Sesuai dengan Surat BKN Nomor K.26-30/V.20-3/99 dan Pasal 14 ayat (1), (2), (4), dan ayat (7) Undang-Undang Nomor 30 Tahun 2014 tentang Administrasi Pemerintahan (UU AP) disebutkan bahwa badan atau pejabat pemerintahan yang menerima mandat pelaksana harian tidak berwenang mengambil keputusan atau tindakan bersifat strategis yang berdampak pada perubahan status hukum. Adapun keputusan atau tindakan yang bersifat strategis tersebut, kata dia, berdasarkan penjelasan Pasal 14 ayat (7) UU AP adalah yang memiliki dampak besar seperti penetapan perubahan rencana strategis dan rencana kerja pemerintah.
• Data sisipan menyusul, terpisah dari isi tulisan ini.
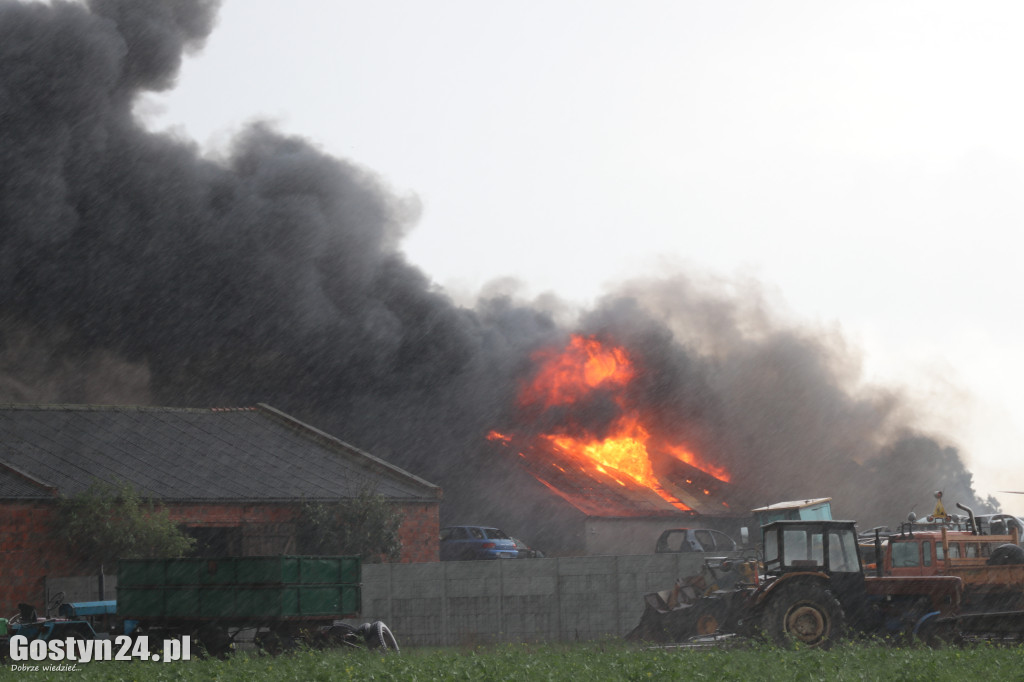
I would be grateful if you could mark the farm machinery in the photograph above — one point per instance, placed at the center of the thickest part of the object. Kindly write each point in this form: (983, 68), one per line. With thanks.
(208, 604)
(811, 588)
Sesuai dengan ketentuan UU AP bahwa seorang plh. atau plt. tidak berwenang mengambil keputusan dan/atau tindakan dalam aspek kepegawaian yang meliputi pengangkatan, pemindahan, dan pemberhentian pegawai.
“Perubahan status hukum kepegawaian menurut perspektif UU Administrasi Pemerintahan adalah melakukan pengangkatan, pemindahan, dan pemberhentian pegawai,” ujar dosen tetap Fakultas Hukum USK itu.
Namun, lanjut dia, seorang plh. dan plt. memiliki kewenangan untuk mengambil keputusan dan/atau tindakan selain dari yang bersifat strategis dan berdampak pada perubahan status hukum seperti menetapkan sasaran kerja pegawai dan penilaian prestasi kerja.
Selain itu, menetapkan kenaikan gaji berkala, cuti selain cuti di luar tanggungan negara (CLTN), surat penugasan pegawai, menyampaikan usul mutasi kepegawaian, kecuali perpindahan antarinstansi.
Berikutnya memberikan izin belajar, mengikuti seleksi jabatan pimpinan tinggi/administrasi, serta izin tidak masuk kerja.
Kurniawan menuturkan bahwa plh. atau plt. bukan jabatan definitif. Maka, kepada mereka juga tidak diberikan tunjangan jabatan struktural. Dalam surat perintahnya, tidak dicantumkan besaran tunjangan jabatannya.
Pengangkatan seorang PNS menjadi plh. atau plt. itu, menurut dia, tidak boleh membuat yang bersangkutan dibebaskan dari jabatan definitifnya saat itu.